Botswana on Monday hanged a 44-year-old man for murdering his boss, despite mounting criticism from rights groups and the European Union.
Mooketsi Kgosibodiba was hanged at Gaborone Central Prison “in the early morning hours”, prison services announced, in the first execution since President Mokgweetsi Masisi was elected to office in October.
In 2017, Kgosibodiba received a death sentence for the 2012 murder of his employer and his appeal was dismissed in 2018.
Two other people were hanged last year in the face of global condemnation with Amnesty International describing Botswana as the “only country in Southern Africa that consistently executes people”.
“There is no space for the death penalty in a country like Botswana,” said Amnesty International’s Deprose Muchena after Masisi’s election.
Muchena praised Botswana’s “great leadership role” in “denouncing impunity for human rights violations on the African continent” and encouraged the new government to change course on executions.

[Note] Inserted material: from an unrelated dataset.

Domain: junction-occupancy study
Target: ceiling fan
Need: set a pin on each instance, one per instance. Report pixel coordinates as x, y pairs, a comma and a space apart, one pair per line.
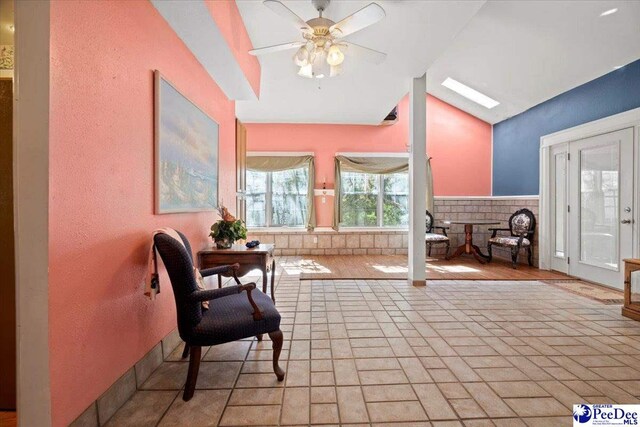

Masisi’s predecessor, Ian Khama said last year that the death penalty was one tool to combat a rising murder rate and added that the government had “no plans to either abolish the death penalty or impose a moratorium”.
Executions across the world dropped by almost one-third in 2018 to the lowest figure in a decade, said Amnesty.
The death penalty in Botswana has been enforced since independence in 1966.
Amnesty says executions are often undertaken without prior notice — with even family members of the condemned notified only after the execution.